“Yes,” quickly responded Du Ponté, “I hooked him on a small perch line out there,” indicating the spot near shore, “in front of my friend’s cottage, not more than three rods from shore. He can tell you”—nodding to the “cottager”—“he saw me from his gallery, which is over the small dock near where I was fishing, throw the pole overboard and heard me shout for help. Now, friend,” nodding to the man with the wounded limb, “tell Mr. Mac how we got him ashore.”
“There isn’t much to say about what we did,” began the “cottager,” “but it’s what the fish did to us. Look at Ribbon Gibbon! His hand lacerated to the wrist; Du Ponté, here, with a dislocated shoulder, while I have a jagged wound at the knee.” Mac viewed them as requested, his features at the time screwed up as though a bright sunlight were shining on his face.
“I had just finished dressing,” the “cottager” continued, “and had stepped out on the balcony to see what the weather was to be, before I went into the tower to run up the flag. Then it was I saw Du Ponté at his regular trick of fishing the perch bank dry before anybody else was up and stirring. The next instant I heard a despairing yell, and, looking in the direction from whence it came, I saw Du Ponté making frantic efforts to raise the stone anchor to his boat, and calling at the same time for help to capture his fishing pole, which was making down stream in a zig-zag course at lightning speed. As I watched the pole it came, now and then, to the surface. I saw that its mysterious kidnapper was making for the small bay which lay where you see, there, between my cottage and the hotel here. An idea seized me, and, with swiftness born only of excitement, I sped down the stairs, out into the roadway which leads through ‘Ghost Hollow,’ shouting as I ran to Ribbon Gibbon, who had just emerged from the hotel, to meet me at the bend of the bay in ‘Ghost Hollow.’
“‘Who’s drowning?’ said Ribbon.
“‘Nobody,’ said I, all out of breath with excitement; ‘Du Ponté has hooked a sturgeon, and he made off into the bay here with his pole and line. Look!’ says I. ‘There it goes again,’ and the bamboo pole shot inward a couple of rods nearer shore. Ribbon saw the pole this time, and we set out together to capture the fish.

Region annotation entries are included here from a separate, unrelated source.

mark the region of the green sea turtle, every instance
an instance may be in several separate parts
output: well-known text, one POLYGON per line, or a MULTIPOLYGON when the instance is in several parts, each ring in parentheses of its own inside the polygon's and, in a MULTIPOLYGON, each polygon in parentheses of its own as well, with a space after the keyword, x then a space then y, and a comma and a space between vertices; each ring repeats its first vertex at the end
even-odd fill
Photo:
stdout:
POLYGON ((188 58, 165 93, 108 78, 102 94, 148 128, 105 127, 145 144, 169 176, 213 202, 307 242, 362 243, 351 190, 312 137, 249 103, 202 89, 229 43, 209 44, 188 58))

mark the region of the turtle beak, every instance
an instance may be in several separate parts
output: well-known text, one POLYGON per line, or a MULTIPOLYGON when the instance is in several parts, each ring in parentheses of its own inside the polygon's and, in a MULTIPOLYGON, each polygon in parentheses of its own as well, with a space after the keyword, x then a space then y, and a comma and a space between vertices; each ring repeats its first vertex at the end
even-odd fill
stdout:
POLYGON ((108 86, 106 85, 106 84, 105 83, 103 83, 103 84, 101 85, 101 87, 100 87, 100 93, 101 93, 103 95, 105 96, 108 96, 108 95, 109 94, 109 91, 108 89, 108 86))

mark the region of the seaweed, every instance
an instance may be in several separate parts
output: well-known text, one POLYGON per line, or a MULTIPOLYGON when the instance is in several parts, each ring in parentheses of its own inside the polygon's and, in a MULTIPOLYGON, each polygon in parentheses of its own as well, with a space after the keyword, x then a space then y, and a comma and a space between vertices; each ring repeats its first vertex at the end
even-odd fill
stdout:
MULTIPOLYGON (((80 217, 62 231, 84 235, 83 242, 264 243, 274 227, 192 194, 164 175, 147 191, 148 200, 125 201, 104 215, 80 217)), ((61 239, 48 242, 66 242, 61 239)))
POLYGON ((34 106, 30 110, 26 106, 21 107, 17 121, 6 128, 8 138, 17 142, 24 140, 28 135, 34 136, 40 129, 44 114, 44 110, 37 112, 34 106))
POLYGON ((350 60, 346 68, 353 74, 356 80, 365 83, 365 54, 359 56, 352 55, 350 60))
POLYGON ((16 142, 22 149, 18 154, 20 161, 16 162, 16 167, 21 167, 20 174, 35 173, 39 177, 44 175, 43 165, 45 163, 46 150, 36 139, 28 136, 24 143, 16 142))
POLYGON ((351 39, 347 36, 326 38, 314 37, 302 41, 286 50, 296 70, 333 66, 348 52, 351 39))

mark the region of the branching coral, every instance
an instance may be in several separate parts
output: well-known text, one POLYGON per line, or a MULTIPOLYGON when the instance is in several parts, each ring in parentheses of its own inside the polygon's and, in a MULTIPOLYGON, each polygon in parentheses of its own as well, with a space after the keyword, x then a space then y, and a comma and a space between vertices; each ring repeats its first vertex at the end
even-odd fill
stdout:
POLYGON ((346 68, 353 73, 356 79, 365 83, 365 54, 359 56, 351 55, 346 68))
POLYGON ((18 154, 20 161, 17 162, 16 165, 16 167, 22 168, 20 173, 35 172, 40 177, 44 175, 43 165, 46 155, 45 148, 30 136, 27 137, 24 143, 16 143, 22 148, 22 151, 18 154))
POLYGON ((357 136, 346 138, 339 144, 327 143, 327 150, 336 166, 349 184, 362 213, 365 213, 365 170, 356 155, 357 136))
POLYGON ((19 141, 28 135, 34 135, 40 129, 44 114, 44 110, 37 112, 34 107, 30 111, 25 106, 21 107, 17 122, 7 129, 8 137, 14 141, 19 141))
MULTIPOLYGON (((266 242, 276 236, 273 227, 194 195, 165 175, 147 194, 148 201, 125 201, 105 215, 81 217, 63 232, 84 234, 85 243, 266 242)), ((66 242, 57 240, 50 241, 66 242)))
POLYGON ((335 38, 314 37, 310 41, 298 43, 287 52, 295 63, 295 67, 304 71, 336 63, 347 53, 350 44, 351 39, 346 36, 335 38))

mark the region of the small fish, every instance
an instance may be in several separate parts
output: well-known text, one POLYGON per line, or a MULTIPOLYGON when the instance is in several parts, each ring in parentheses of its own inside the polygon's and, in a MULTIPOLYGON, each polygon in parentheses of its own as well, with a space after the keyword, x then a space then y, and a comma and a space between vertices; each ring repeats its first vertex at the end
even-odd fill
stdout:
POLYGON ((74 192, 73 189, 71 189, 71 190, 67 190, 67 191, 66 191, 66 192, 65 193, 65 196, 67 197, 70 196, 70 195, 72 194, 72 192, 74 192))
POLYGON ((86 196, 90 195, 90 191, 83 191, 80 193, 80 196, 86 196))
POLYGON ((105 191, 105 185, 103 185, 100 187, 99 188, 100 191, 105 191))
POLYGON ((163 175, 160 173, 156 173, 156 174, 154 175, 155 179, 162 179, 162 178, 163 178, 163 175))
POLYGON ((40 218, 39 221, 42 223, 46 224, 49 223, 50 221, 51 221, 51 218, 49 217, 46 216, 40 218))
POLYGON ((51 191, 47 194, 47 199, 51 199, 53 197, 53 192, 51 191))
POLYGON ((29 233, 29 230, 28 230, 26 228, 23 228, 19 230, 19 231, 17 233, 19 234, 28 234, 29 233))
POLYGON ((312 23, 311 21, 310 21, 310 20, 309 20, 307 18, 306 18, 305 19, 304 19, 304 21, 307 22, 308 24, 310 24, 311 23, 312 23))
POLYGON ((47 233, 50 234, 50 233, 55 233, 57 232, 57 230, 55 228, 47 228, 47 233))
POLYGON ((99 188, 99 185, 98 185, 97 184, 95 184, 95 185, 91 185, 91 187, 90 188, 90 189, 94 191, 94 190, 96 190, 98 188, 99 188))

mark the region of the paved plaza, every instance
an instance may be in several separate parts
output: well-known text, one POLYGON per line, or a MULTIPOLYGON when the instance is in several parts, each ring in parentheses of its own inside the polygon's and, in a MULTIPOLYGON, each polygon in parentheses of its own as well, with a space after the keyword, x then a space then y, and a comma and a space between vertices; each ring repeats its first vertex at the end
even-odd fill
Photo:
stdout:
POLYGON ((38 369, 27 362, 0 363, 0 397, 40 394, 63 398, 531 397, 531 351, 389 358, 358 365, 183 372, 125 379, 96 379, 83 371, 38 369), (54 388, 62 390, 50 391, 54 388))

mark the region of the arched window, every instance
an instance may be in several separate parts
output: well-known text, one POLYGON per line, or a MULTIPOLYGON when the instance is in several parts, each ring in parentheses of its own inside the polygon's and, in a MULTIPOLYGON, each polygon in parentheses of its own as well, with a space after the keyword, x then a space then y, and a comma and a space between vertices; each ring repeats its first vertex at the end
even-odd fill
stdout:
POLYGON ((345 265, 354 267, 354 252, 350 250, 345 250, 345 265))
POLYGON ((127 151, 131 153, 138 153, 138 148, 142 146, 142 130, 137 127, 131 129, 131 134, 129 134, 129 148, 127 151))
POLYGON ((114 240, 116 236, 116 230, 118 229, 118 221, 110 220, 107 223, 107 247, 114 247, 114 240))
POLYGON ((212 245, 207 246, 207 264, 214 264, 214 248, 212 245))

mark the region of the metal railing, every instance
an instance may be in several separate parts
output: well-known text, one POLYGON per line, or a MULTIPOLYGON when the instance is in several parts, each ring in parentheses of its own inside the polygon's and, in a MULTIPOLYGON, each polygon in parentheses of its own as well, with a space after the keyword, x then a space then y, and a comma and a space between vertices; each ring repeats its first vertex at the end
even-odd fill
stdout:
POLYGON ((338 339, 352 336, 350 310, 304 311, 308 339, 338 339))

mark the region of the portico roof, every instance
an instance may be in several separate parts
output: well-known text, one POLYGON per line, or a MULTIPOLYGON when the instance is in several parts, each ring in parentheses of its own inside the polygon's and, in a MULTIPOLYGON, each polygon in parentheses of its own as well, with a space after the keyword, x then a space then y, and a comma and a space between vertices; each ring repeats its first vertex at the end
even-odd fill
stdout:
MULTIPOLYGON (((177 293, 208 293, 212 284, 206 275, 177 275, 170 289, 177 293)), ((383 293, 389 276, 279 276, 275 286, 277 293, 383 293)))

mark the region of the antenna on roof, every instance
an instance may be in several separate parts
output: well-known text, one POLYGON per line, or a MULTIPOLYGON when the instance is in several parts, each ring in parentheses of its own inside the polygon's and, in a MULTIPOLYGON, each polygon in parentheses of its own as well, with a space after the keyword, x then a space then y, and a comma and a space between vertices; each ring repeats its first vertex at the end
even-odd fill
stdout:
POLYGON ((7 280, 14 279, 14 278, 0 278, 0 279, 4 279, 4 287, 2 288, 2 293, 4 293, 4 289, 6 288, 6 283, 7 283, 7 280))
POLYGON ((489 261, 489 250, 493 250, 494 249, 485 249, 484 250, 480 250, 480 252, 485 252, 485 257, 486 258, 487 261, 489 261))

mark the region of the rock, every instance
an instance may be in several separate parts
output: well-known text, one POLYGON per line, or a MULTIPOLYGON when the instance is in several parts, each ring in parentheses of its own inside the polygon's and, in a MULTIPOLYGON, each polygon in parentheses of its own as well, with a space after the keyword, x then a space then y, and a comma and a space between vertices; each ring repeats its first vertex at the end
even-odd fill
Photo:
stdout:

“‘Let’s take that boat lying over there on the other shore,’ said he, and we made a run for it. I jumped at once into the boat in my haste to reach the runaways, but Ribbon stopped to push off from the rocks. I lost my balance and fell over the sharp end of the oar-lock, and that’s how I cut my leg. Before I had got righted up again I heard a terrible splashing, and, looking over the end of the boat into the bay, I saw Ribbon with an oar striking wildly at something in the water, a boat length from shore. ‘We’ve got him, we’ve got him!’ he wailed, hysterically, but suddenly losing his footing he fell full length upon the monster as he lay struggling to free himself from the maze of twisted fishlines with which he found himself securely tied. Immediately a cry of pain came from the water, and Ribbon held up a bleeding hand. In his fall he had encountered the sharp teeth of the fish you see here before you in full view.”
At this point in the narrative Ribbon groaned, and, holding his injured arm at the elbow, turned slowly away. “Stunned by the beating he had received from Ribbon with the oar,” continued the “cottager,” “and exhausted by his efforts to free himself from the coils of the line, Mr. Fish gave up the struggle, and with the aid of Ponté, who had now reached the shore, we rolled him up upon the beach. We have weighed him over at the ice-house, and he tips the scales at exactly eighty-seven pounds and one-quarter.”
The “cottager” then limped to the side of Du Ponté, Ribbon Gibbon edged up beside the “cottager,”then Mac, after placing his thumbs in the sleeve-holes of his vest and elevating his head till his eyes had a chance from under the peak of his cap, a cunning smile o’erspreading his face, spoke quietly and deliberately.
“Well, gentlemen,” said he, “it is remarkable, and only that I have the honor of knowing you three chaps, and know you to be absolutely truthful, I might say to you that you are the best trio of liars I have ever met.” Then he made a catlike grin at the “cottager,” and, keeping his thumbs in the arm-holes of his vest, he turned and sauntered out of the group.
The number of people who now stood gaping with undisguised wonder pictured on their faces edged in closer, forming a compact circle surrounding the terrible monster of the deep, and viewing the disabled subjects of his vicious attack.